Évolution de la contagion au cours du temps au sein du système. calcul des auteurs

On observe que la contagion a tendance à croître avec les crises économiques et financières internationales. En particulier, le degré de contagion a connu un pic pendant la « grande récession » de 2008-2009, puis a cru ensuite sous l’effet de la récession économique liée à la crise des dettes souveraines en zone euro en 2011-2013.

On note également une remontée entre 2016 et 2017 liée vraisemblablement en partie aux incertitudes dues à la décision du Royaume-Uni de sortir de l’Union européenne.

La forte augmentation de la contagion en 2020 est à relier à la récession due au Covid-19. Certes, on note une hausse systématique de la contagion sur le marché des obligations souveraines lors des crises, mais la hausse sur la période récente apparaît comme exceptionnelle face à ce choc global majeur et ce risque de désastre.

Un endettement public à deux vitesses

Dans le contexte actuel, cette forte hausse dans le degré de contagion au sein du système reflète le fait que les pays émergents ont également été impactés par ce choc global.

En fait, les investisseurs internationaux semblent opérer une discrimination entre les pays considérés comme sûrs, qui ont vu leur taux longs souverains chuter (États-Unis, Royaume-Uni, Allemagne, Chine), et les pays considérés comme risqués qui eux ont connu des fortes tensions sur leurs taux d’intérêt (Brésil, Afrique du Sud).

Rendements des obligations d’État à 10 ans (en %). Datastream, données journalières du 3 janvier 2006 au 13 avril 2020

Les conséquences de cette discrimination du marché sont potentiellement importantes sur la soutenabilité des dettes publiques.

En effet, à la suite des réponses massives des gouvernements à la crise du Covid-19 via une hausse de leurs dépenses budgétaires, les États vont devoir ainsi s’endetter sur les marchés pour financer leurs dettes.

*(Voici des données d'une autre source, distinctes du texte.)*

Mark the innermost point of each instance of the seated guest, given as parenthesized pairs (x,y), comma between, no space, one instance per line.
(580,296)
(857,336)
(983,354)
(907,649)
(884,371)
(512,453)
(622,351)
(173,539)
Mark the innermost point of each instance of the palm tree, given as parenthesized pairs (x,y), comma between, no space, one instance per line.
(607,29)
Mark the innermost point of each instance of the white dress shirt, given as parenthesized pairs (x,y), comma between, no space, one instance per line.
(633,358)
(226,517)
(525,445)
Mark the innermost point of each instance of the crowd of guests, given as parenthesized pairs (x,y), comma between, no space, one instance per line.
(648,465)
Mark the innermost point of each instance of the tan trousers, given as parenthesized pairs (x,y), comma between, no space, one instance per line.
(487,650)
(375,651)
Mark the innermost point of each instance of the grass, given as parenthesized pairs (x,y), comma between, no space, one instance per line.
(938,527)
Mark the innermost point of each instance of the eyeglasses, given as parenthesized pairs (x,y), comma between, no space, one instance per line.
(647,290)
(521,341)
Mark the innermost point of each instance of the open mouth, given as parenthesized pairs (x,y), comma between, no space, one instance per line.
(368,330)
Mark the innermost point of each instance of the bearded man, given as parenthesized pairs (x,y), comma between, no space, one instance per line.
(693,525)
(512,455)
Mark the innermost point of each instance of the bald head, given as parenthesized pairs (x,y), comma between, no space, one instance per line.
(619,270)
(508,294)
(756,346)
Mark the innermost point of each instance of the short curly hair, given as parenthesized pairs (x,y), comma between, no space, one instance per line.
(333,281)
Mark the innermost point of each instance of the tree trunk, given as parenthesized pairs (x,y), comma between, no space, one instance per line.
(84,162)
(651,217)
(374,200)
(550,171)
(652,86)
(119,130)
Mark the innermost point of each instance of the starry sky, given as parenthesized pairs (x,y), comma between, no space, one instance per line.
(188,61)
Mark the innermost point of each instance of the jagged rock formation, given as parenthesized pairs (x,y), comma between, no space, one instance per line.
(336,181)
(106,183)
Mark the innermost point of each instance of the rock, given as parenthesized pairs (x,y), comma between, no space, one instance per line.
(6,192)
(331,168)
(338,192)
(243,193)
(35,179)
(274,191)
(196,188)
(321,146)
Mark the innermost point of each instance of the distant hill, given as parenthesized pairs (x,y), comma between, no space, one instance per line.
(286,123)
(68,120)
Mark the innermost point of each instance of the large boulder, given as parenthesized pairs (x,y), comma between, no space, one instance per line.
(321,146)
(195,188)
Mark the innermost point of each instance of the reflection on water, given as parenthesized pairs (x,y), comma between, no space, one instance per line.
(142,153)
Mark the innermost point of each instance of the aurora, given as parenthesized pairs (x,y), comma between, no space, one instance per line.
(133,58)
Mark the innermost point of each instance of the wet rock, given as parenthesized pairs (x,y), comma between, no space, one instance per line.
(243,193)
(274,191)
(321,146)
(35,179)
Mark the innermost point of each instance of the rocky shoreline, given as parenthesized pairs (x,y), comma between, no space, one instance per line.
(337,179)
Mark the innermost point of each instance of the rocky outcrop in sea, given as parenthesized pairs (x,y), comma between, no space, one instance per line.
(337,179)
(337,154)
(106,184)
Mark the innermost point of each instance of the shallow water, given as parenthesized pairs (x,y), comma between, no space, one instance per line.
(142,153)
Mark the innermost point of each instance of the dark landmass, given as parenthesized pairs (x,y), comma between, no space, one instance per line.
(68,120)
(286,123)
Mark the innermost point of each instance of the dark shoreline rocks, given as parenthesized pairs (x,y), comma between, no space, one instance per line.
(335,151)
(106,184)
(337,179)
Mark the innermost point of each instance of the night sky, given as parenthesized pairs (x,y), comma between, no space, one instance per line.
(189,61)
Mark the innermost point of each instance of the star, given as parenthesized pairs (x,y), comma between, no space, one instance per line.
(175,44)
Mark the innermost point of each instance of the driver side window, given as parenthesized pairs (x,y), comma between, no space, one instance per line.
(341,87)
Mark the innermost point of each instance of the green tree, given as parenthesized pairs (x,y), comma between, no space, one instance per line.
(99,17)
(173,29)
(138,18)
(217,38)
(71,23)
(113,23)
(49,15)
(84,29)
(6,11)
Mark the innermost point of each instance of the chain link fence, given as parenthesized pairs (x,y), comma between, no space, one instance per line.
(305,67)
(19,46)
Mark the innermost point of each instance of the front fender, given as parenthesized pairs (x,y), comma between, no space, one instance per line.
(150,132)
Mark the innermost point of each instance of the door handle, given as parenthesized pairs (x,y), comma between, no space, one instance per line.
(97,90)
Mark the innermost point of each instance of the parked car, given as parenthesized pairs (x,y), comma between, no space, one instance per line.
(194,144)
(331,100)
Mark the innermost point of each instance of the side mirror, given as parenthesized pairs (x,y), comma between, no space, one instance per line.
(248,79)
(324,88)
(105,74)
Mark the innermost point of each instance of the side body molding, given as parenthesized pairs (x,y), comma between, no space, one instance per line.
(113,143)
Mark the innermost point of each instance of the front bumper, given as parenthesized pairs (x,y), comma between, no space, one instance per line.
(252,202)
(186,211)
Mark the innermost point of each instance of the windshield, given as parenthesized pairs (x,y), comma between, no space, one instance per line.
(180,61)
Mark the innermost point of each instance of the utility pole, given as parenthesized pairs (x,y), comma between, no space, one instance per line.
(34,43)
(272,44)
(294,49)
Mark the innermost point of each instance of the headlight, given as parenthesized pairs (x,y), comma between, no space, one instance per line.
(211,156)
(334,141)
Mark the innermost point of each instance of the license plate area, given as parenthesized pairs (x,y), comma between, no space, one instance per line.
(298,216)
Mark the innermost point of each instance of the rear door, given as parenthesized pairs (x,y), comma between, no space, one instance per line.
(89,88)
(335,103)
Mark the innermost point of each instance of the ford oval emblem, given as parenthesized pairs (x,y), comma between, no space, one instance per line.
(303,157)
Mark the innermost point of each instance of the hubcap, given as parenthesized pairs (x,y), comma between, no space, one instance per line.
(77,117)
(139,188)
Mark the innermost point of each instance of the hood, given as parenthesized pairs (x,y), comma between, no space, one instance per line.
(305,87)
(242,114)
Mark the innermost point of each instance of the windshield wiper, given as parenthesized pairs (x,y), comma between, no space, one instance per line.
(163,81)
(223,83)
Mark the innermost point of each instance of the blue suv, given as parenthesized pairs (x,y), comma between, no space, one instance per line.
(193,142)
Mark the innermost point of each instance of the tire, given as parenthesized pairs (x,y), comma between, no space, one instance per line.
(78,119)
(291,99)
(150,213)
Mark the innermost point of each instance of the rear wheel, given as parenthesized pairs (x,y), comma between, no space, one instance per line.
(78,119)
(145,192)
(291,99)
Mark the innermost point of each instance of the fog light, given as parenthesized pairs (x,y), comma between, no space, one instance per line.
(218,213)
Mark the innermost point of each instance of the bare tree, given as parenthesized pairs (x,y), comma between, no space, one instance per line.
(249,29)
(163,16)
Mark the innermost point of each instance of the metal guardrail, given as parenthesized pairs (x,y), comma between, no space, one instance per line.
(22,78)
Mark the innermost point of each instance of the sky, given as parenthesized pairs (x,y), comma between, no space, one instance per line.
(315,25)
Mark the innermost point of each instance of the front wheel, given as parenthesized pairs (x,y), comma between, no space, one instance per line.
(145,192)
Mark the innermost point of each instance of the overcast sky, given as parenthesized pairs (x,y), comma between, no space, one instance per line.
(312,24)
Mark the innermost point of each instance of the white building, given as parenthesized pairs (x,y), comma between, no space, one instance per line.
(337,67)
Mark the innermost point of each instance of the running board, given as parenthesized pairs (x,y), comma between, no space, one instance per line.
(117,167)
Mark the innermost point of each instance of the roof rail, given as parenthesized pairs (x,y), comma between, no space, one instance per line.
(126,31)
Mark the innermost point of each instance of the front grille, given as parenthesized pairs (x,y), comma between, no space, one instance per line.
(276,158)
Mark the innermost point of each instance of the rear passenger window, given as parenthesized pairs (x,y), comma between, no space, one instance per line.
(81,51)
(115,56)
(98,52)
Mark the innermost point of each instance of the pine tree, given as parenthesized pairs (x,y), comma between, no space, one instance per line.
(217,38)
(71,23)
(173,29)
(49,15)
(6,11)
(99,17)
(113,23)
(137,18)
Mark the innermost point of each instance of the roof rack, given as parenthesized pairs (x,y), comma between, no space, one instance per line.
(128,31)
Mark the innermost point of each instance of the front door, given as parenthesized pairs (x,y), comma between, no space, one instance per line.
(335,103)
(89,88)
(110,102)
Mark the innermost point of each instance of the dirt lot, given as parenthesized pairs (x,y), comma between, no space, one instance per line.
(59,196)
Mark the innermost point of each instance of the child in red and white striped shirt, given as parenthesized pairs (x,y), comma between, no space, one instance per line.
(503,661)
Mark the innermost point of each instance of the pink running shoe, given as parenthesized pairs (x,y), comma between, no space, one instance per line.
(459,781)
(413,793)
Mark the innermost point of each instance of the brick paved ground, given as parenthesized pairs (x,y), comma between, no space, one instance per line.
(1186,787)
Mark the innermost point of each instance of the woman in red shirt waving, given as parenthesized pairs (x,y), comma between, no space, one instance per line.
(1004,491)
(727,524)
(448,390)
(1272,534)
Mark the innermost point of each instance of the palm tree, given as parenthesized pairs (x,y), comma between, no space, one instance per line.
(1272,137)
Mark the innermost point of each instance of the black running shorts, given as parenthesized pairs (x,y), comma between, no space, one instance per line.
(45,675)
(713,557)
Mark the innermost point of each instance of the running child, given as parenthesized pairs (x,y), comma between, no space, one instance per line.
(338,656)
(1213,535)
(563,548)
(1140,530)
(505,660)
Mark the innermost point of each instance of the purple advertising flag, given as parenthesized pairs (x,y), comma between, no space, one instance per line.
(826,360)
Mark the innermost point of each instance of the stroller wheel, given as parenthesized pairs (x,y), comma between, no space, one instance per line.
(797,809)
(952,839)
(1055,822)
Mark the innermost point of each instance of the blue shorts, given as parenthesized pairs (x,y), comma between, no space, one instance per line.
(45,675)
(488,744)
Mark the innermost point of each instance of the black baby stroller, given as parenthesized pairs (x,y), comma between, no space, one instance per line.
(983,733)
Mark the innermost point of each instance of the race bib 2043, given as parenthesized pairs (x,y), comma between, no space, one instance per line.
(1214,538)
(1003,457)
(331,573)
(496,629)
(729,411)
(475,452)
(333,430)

Mais s’endetter à des faibles taux d’intérêt va limiter la charge de la dette et donner ainsi des marges de manœuvre aux pays considérés comme non risqués. En revanche, si la situation sur les taux perdure, les pays émergents considérés comme risqués risquent de connaître de sérieuses difficultés à rembourser leur dette dans les années à venir.

Il est crucial que les instances internationales prennent ce risque en compte dans les prochaines discussions. Le G20 (groupe composé de 19 pays et de l’Union européenne) a déjà mis en place un moratoire sur la dette des pays pauvres à compter du 1er mai jusqu’à la fin 2020, mais ce sujet devrait s’imposer à nouveau dans l’agenda à venir.